Abstract
BACKGROUND:
Joint position reproduction measures the angle acuity of reference angle reproduction using an indicator angle. However, reference angles are often not available.
OBJECTIVE:
This study aimed to examine joint position sense at three different targeted joint angles, which were estimated from the maximum range of motion (maxROM) without a reference angle at each targeted joint angle.
METHODS:
The maxROM was measured in straight leg raise (SLR) and active knee extension (AKE) positions.

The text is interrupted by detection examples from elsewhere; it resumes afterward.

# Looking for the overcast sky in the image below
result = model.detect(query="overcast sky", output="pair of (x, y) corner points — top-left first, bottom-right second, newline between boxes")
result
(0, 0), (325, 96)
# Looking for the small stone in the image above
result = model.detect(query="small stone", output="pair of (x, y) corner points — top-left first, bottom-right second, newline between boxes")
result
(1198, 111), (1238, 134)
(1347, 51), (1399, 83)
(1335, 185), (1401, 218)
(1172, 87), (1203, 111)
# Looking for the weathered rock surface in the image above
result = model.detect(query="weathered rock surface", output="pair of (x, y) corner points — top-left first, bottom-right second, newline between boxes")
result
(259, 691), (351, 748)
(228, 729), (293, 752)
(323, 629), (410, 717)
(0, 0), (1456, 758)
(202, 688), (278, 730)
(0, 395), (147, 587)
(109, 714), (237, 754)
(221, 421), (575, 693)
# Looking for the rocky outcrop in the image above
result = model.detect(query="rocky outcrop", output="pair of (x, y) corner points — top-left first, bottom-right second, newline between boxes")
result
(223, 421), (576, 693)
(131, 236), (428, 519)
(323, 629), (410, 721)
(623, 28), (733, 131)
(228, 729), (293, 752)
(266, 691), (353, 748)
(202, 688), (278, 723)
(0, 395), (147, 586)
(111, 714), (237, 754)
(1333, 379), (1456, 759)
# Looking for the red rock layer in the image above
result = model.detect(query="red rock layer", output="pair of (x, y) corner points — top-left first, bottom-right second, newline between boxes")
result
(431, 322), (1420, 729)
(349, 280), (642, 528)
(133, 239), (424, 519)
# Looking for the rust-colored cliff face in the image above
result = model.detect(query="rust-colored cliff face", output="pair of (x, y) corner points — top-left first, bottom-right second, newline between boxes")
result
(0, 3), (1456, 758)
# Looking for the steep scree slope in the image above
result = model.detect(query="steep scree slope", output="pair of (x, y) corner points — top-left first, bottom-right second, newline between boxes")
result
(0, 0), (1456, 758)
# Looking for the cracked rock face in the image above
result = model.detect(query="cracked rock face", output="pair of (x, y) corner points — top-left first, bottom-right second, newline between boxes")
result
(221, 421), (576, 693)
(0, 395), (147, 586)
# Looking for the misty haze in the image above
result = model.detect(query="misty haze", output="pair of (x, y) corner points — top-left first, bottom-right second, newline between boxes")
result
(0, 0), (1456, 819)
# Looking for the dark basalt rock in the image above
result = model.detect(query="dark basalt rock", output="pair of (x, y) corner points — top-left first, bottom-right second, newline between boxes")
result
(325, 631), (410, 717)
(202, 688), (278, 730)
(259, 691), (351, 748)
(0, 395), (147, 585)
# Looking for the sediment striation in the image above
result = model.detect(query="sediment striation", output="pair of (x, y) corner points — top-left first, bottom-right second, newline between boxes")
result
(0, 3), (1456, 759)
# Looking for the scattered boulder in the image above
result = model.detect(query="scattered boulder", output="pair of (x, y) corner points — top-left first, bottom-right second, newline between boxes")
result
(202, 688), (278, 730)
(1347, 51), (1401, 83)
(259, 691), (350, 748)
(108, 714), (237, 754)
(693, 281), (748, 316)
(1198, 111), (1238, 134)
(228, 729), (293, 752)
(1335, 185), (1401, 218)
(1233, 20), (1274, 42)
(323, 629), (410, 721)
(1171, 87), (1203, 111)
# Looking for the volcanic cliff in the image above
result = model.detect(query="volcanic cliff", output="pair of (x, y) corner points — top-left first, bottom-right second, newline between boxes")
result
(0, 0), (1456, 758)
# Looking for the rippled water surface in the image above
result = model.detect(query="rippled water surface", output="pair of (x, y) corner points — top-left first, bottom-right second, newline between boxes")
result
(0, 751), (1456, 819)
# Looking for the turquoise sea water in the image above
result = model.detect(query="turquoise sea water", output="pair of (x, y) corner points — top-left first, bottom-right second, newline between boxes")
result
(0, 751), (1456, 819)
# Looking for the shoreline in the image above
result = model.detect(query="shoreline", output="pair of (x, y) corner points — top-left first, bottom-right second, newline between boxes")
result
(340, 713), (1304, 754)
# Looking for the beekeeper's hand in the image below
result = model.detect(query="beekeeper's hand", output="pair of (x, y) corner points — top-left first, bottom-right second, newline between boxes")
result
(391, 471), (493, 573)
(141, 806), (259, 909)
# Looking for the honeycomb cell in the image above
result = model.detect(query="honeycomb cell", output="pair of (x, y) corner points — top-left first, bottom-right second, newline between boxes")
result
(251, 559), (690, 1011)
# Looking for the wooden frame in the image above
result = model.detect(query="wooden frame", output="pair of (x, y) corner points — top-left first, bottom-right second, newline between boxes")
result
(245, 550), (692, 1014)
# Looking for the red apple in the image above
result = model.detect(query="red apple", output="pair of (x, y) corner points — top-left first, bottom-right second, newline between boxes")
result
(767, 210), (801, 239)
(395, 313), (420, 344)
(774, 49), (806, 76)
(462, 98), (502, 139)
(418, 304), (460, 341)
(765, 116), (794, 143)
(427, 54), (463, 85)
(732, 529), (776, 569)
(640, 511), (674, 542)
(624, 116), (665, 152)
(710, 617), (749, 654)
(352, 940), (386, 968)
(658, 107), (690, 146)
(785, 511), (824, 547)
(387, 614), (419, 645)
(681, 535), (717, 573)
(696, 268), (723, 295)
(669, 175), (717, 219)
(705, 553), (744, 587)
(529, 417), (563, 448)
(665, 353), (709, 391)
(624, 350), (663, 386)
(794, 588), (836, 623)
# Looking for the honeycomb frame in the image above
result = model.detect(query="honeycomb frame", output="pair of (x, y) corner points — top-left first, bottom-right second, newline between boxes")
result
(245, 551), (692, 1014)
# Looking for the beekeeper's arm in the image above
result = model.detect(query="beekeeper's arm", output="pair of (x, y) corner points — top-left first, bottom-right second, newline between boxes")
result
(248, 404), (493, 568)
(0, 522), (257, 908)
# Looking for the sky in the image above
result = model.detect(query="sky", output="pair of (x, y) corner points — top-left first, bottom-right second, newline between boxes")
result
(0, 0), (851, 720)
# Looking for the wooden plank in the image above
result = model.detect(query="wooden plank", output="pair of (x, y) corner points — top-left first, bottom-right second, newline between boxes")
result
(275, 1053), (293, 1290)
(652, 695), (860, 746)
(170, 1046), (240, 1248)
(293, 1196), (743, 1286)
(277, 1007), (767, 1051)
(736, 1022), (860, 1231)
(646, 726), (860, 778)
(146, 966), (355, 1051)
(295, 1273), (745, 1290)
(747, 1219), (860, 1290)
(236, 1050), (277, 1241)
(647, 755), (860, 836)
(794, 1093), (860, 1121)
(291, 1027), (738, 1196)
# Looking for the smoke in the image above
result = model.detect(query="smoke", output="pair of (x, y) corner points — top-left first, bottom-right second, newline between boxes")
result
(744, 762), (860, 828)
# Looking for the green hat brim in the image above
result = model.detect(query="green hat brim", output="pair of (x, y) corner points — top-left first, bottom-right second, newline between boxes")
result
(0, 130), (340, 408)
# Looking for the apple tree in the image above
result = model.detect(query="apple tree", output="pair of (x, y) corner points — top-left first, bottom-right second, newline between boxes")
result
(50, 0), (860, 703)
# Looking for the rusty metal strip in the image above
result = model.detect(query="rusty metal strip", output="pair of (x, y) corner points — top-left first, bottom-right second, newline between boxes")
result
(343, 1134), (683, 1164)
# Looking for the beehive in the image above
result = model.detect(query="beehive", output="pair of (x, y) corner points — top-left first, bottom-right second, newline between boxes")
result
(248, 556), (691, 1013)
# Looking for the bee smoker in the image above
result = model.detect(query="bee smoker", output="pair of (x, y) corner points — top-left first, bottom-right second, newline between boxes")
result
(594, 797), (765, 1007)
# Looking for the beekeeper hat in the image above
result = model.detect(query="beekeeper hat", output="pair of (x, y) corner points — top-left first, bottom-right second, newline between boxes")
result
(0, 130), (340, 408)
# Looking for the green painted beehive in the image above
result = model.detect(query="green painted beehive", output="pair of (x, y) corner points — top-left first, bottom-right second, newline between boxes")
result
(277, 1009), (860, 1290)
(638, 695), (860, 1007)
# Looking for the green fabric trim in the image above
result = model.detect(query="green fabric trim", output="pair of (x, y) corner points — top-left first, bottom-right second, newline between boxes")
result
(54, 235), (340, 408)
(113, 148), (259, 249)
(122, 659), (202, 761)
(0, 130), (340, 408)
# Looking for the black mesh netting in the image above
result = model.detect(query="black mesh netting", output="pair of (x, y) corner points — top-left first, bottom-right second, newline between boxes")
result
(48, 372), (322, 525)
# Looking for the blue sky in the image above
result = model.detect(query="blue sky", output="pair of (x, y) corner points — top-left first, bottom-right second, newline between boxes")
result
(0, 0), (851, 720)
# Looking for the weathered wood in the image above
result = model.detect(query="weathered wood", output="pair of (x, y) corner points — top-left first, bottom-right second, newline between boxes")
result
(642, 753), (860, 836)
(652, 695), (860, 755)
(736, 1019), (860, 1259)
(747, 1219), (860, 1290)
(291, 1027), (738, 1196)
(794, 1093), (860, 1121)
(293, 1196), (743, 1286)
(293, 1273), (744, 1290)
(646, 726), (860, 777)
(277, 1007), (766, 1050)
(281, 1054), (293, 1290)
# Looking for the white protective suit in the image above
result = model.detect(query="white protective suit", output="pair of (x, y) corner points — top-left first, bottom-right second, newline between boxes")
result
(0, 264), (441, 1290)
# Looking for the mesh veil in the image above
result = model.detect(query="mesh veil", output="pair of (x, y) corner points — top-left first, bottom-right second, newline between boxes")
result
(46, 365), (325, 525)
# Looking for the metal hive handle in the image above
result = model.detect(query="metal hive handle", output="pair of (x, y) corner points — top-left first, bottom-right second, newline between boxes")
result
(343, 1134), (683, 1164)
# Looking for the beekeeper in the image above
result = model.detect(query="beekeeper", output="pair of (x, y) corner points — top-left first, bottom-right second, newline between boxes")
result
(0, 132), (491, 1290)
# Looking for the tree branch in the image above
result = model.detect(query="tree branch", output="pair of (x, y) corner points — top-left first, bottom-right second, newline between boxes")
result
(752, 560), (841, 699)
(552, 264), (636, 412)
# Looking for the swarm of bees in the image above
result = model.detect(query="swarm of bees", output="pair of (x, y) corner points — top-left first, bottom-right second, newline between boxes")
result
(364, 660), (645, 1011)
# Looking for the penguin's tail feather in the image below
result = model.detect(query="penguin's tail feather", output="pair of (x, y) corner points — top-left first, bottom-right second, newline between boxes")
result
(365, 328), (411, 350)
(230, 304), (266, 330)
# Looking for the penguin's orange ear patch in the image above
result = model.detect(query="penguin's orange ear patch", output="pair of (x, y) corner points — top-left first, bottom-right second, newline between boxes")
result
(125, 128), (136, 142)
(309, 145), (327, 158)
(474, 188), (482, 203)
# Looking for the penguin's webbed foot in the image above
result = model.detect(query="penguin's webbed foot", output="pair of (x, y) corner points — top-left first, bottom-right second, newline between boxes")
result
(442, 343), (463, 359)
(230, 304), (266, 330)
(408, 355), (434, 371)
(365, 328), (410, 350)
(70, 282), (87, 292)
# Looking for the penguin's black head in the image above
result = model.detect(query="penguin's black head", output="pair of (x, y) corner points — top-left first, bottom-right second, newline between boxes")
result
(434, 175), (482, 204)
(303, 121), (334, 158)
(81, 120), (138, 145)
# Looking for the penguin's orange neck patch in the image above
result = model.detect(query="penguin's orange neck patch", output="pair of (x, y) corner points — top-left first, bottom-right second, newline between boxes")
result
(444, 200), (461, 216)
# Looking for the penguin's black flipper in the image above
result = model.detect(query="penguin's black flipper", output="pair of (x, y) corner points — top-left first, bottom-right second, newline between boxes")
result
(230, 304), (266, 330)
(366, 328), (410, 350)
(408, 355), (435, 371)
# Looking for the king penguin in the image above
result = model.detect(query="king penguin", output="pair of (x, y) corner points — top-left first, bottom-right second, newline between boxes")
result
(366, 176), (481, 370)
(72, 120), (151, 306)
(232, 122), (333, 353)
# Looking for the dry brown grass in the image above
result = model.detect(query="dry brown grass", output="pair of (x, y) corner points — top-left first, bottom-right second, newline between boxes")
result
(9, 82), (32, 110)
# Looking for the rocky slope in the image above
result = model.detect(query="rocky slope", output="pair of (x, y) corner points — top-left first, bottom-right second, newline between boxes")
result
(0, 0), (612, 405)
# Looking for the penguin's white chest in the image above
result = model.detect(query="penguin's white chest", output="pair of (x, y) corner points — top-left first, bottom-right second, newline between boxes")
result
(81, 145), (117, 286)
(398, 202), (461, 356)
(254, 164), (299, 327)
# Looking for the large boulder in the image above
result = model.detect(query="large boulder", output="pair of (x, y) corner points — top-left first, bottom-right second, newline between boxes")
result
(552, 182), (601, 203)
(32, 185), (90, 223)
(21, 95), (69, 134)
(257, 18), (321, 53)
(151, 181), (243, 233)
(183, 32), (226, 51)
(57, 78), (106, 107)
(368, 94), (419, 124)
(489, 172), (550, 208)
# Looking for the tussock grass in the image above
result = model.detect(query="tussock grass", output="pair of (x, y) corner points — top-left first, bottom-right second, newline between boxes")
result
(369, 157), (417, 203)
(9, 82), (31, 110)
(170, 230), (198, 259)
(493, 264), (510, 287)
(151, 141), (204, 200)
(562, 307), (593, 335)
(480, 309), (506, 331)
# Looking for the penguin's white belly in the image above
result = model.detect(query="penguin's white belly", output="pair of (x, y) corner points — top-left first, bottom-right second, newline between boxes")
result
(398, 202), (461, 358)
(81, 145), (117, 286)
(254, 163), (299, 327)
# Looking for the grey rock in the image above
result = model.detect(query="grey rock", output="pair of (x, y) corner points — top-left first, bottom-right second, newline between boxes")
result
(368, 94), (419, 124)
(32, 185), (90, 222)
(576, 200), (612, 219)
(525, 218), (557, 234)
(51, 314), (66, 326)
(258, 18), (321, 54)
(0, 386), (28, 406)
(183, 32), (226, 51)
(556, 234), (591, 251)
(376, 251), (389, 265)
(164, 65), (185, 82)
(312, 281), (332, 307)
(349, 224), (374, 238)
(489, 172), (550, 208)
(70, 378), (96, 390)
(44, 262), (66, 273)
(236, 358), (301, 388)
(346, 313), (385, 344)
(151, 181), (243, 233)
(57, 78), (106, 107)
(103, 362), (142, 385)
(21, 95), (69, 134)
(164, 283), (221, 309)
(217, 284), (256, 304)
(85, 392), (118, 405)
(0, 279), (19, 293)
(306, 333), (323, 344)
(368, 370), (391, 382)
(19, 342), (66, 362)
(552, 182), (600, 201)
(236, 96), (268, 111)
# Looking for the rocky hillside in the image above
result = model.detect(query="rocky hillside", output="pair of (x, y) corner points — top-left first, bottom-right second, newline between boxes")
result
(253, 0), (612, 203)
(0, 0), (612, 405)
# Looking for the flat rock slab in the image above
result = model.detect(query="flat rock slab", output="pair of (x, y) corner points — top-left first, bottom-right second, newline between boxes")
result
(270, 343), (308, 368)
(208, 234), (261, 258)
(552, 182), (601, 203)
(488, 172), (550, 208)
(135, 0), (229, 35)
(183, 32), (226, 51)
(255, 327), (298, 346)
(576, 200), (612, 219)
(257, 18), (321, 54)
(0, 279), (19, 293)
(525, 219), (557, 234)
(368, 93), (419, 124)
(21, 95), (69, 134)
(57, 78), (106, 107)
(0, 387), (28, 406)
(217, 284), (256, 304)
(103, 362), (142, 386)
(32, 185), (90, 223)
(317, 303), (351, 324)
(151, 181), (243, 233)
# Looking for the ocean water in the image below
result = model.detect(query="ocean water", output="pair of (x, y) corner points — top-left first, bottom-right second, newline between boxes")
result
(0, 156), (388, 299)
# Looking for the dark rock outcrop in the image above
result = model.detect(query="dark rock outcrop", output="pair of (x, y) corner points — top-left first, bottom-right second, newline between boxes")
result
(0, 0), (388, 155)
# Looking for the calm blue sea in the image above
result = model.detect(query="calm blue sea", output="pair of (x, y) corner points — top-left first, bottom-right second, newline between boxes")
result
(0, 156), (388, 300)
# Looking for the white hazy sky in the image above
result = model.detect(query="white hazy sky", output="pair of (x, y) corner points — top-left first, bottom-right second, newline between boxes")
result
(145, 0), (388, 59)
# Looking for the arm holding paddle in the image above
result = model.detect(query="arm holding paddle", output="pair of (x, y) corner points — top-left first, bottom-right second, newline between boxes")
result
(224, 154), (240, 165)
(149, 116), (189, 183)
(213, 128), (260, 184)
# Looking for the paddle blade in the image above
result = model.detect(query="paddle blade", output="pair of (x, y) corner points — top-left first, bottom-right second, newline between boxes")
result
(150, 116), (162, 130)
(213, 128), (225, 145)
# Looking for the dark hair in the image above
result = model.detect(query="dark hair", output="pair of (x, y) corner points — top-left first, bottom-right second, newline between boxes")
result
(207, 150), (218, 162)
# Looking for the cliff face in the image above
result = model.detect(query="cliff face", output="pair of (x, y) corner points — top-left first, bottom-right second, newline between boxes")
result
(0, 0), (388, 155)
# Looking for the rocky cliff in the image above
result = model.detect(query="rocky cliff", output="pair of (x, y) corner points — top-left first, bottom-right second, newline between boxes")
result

In both positions, a targeted joint angle at 75% of the maxROM was assessed first, followed by that at 50% and 25% of the maxROM. A one-sample t-test was used to analyze differences between the targeted and reproduced angles in both positions.
RESULTS:
All reproduced angles significantly differed from the targeted angle in both SLR and AKE positions except for the reproduced angle measured at 75% maxROM. Overall, position errors in the AKE position were higher than those in the SLR position.
CONCLUSIONS:
Estimating the angle based on the maxROM without a matched reference angle may lead to significant discrepancies in comparison with the targeted joint angle. In clinical settings, if accurate reproduction of motions is required to improve proprioception, providing a reference angle might be helpful.
Introduction
The lower extremity frequently undergoes rapid axial rotation; hence, it is vulnerable to sports injuries [1, 2]. Identifying risk factors for sports injuries is likely to be of clinical significance [3]. Proprioception is defined as a sense of joint position, joint movement, and force, and poor proprioception is a modifiable risk factor in relation to sports injuries [4, 5]. Individuals with ankle instability have been reported to show deficits in joint position recognition and larger errors in passive joint positioning than those without ankle instability [6, 7]. Moreover, in a study involving American Football League players, those who had suffered hamstring injuries displayed a diminished sense of movement compared to their uninjured counterparts, underscoring the importance of proprioceptive function in physical rehabilitation [8]. It is established that stretching, a common component of sports training, also enhances joint position sense [9]. Various sub-modalities of proprioceptors, found in muscles, tendons, ligaments, joints, and skin, detect information related to motion, direction, acceleration, and deceleration [10, 11]. Notably, proprioceptors like Ruffini endings and Pacinian corpuscles, located in joint capsules and skin, perceive tissue stretching during movement and contribute to determining joint position [12].
Subject demographics
Subject demographics
Among the various methods available to measure proprioception, joint position reproduction (JPS) has emerged as a preferred method [4]. JPS involves placing one extremity at a designated joint angle (referred to as the reference angle) and reproducing the same angle with the contralateral extremity (referred to as the indicator angle) [13]. In general, active joint positioning, where the patient independently positions the joint without support, tends to have higher accuracy compared to passive joint positioning, where the examiner controls the patient’s motion [14]. However, it’s important to recognize that JPS primarily measures the accuracy of recognizing and reproducing the reference angle, rather than assessing movements performed during everyday activities or sports [15, 16]. Therefore, it is necessary to go beyond simply measuring JPS and instead, become aware of one’s maximum flexibility and use it as a basis to accurately determine how well one can perform the desired muscle performance [17]. Previously, we measured three different submaximal forces without matched reference forces. Based on 100% of measuring maximum voluntary contraction (MVC), three different submaximal intensities (75%, 50%, and 25% of the MVC) were estimated, and contraction intensities were measured, respectively [18, 19]. We noted that under- and over-contraction were observed at high and low targeted intensity, respectively, suggesting that reference force may affect the sense of force.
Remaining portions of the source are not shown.